Ice-blocking down a hill at a recent holiday

It’s been a while. Apart from our latest post, the post before that was one we did from Australia in 2020, before we knew our flights would be canceled, again. So what has been happening since then? This next series catches you up, not only on some of the details of our goings-on, but also adds in new cultural and missiological insights that we’ve picked up along the way. For those who receive our monthly updates, the beginning of this series will be a helpful reminder of our journey in recent years giving good context to where we are up to as well as going into details that we can’t always fit in our monthly updates. Hope you enjoy the ride.

Digital dep #14: Self-Growth in stability

Some beard growth to go with my self-growth

Part of our decision to stay in Australia till January rather than attempt to return earlier was to prepare ourselves for the long term in Cambodia, in view of the disruption that COVID has been. Part of our rationale was giving our family stability for a little bit. During that time of stability we (Sam and I) were able to use that time to ‘grow ourselves up’ (the title from a book by Jenny Brown that we both love) or more specifically, work on ourselves in different ways.

The result of that working was that during the Term 3 holidays I reflected that I was ready to return. We were both rested and had grown in self-awareness. Both of these will help us as we start back in our second time around in Cambodia, and help us stay in the long term. Below are some of the things we’ve done and the way we’ve found them helpful.

Resilience insights: I was involved in a resilience training study. It was helpful to see that we can grow in resilience and that we often rely on previous forms of resilience that may or may not be helpful in new situations. I was able to see that resilience is related to our beliefs, practices and resources. For me it was particularly this third category, in how I spent my time and energy that provided me with insights about how best to grow my resilience. In the past I would normally just try and rise to the task (when massive things came along). While that’s needed in some ways, now I need to work much smarter as mission and family life mean that I can’t just up-my game, because I have been maxing out.

Marriage enrichment: Sam and I were enabled to participate in the Condie online marriage enrichment course (we’ve been able to be a part of their in person seminars twice before).
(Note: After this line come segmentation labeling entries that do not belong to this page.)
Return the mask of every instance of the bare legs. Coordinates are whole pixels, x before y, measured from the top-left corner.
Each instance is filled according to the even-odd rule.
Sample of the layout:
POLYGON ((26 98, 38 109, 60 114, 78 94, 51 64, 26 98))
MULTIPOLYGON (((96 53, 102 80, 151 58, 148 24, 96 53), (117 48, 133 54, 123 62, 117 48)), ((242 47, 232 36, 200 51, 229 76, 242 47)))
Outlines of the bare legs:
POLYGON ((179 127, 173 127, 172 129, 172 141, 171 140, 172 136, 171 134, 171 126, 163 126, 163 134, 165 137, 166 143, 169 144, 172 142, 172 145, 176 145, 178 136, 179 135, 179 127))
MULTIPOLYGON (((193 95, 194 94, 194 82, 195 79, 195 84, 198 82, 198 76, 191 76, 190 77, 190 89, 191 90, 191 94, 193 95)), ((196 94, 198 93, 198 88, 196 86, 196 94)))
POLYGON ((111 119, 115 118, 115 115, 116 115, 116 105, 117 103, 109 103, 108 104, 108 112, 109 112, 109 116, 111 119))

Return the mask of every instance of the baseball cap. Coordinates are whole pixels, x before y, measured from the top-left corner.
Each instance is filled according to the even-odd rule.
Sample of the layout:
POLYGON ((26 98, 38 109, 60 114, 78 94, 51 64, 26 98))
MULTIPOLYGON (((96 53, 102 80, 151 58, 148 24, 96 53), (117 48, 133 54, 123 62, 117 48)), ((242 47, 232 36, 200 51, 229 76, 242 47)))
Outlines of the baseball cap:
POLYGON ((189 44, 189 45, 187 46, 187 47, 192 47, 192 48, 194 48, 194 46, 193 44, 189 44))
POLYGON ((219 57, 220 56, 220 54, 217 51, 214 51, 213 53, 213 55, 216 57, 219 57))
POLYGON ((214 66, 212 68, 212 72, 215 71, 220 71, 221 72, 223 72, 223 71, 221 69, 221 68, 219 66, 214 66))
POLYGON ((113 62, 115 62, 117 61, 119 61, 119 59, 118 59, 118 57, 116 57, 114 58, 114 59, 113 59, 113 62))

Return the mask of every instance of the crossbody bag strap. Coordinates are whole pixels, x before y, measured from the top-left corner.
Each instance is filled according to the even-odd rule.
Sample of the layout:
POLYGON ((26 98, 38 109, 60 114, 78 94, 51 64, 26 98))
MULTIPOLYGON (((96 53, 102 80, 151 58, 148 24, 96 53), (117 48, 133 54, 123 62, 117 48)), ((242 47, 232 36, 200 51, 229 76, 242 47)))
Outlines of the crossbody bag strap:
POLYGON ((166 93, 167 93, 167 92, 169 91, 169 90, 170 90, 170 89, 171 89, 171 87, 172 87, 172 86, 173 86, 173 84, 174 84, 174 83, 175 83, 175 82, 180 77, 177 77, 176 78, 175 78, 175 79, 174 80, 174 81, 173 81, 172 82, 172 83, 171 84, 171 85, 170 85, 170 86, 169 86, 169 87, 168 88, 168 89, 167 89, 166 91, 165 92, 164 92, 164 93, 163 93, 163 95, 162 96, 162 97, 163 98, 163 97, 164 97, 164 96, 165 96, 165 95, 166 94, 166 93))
This was helpful for us both, particularly in the very ordinary but profound insight of doing little things every day as the way to grow a marriage. Grand gestures are fine, but it’s about cultivating friendship and gentleness and staying connected with each other (particularly in stressful times like this year or when living in other cultures).

Family systems: I first came across Bowen’s Family System thinking at Moore college about 10 years ago. Since then I’ve dabbled a little (see the book I mentioned above). During this period we were able to put these insights to greater use as we delved into some situations more particularly with the help of a Family Systems counsellor. We picked up insights about how we function individually, but more importantly how our family functions as one ’emotional unit’. To quote Dr Robert Creech, from an online conference that I was enabled to participate in, the aim is to be the calmest person in the room. Now, while we can’t always be calm, the result of working on ourselves and our responses has effects on the units we are a part of (our families, staff teams or similar). In understanding ourselves more we can reduce the emotion that inevitably gets passed around in the groups we inhabit.

Those are just a taster of the insights we’ve gained from this time. These insights will set us up, not just for the long term in Cambodia, but the long term in life.

This post rounds off the series. Hope you’ve found it helpful. For me it provides a place for my consolidated thoughts, if I want to access them later. And in consolidating I’ve learnt and been reminded of a great many things that I have learnt already. It’ll be interesting to see what the next blog post series is from our second term in Cambodia.